What will surprise a lot of us is that with the way in which the definition of employee has been worded, the Employment Act 1955 is applicable even to the foreign workers who are employed illegally, including those who are undocumented.   This is the decision made by the Court of Appeal in the May 2022 which was widely reported in the news.  It was a case involving the non-payment of wages to an illegal immigrant against the labour office of Klang which had refused to handle his complaint.  The Court of Appeal directed the Klang labour office to take up the case against his employer.


Furthermore, we have the experience of Goodyear Malaysia Berhad in the year 2021 to teach us that foreign workers who are not members of the trade union are fully entitled to the benefits found in the collective agreement.  In that year, faced 5 non-compliances cases at the Industrial Court brought up by 5 different groups of foreign employees who were not allowed to enjoy the benefits of shift allowances, bonus and wage scales according to the collective agreement between the union and the company, namely- 

  1. Buddhi Krishna Rai and 1 Perayu lain  vs Goodyear Malaysia Berhad  Award 946/2020 
  2. Miyan Udin vs Goodyear Malaysia Berhad  Award 944/2020
  3. Aung Naing Win vs Goodyear Malaysia Berhad Award 1156/2021
  4. Aung Aung  vs  Goodyear Malaysia Berhad Award  155/2021
  5. Airi Laxman Singh vs Goodyear Malaysia Berhad Award 1154/2021


Goodyear had employed the foreign workers under a different contract of service, apparently as had been arranged through the employment agencies. In that contract, the salary agreed was different and the contract did not include payment of bonus and shift allowance.   Goodyear lost all the five cases and was ordered to restore to the foreign workers all the payments due to them under the collective agreement.  

What is the reasoning for the above?
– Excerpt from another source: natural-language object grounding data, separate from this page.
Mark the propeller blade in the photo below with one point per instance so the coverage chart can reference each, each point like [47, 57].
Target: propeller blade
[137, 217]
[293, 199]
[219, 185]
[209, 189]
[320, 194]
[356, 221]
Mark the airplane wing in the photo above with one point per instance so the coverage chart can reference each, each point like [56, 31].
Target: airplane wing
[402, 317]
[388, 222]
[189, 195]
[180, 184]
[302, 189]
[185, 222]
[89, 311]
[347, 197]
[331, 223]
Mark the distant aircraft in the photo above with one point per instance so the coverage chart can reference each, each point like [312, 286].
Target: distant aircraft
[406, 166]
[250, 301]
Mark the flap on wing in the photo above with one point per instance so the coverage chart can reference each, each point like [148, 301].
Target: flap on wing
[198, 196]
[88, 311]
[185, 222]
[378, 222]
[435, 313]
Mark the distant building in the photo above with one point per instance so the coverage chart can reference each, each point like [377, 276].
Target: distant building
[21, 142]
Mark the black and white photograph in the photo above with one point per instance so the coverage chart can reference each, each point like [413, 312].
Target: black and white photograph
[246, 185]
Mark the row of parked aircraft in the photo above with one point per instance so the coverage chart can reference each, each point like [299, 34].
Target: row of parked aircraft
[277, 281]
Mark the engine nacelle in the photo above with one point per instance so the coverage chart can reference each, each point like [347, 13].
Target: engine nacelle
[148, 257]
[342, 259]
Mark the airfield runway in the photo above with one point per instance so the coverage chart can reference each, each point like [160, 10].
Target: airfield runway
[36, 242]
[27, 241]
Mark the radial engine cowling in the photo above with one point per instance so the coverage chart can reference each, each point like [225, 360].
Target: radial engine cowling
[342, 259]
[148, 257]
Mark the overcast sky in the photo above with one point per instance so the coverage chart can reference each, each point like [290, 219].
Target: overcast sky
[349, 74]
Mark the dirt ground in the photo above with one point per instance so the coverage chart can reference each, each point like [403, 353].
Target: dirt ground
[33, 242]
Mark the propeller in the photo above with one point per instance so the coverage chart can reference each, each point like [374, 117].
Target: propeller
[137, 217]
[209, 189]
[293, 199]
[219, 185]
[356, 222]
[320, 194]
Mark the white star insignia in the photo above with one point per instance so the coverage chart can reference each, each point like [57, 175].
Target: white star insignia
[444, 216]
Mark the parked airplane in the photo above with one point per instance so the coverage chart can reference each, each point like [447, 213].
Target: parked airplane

They are:

  1. In addition to being employees under the Employment Act 1955, they all fall within the definition of “workman” of the Industrial Relations Act 1967
  2. These foreign workers are eligible and qualified to become members of the union.  Since they are qualified, the terms of the collective agreement also apply to them.  It is only that they have chosen not to join the union.  
  3.  Under Sect. 17 of Industrial Relations Act 1967, all workman who are employed in the undertaking are bound by the provision of the collective agreement, even if they are not members of the union.


What does the above teach us?  It teaches us that the contract of service which we sign with the employee is subject to the provisions of the law.  If the employee has agreed to something that is less than what the law says he should be entitled to, then whatever he has agreed to becomes null and void, and the provision of the law applies.  This  is also what Sect. 7 and 7A of the Employment Act 1955 has provided for.


So, foreign workers are not to be treated any differently from the local workers.   If there is any difference which cannot be justified, then it is discrimination.  There is now a new provision for complaints against discrimination too.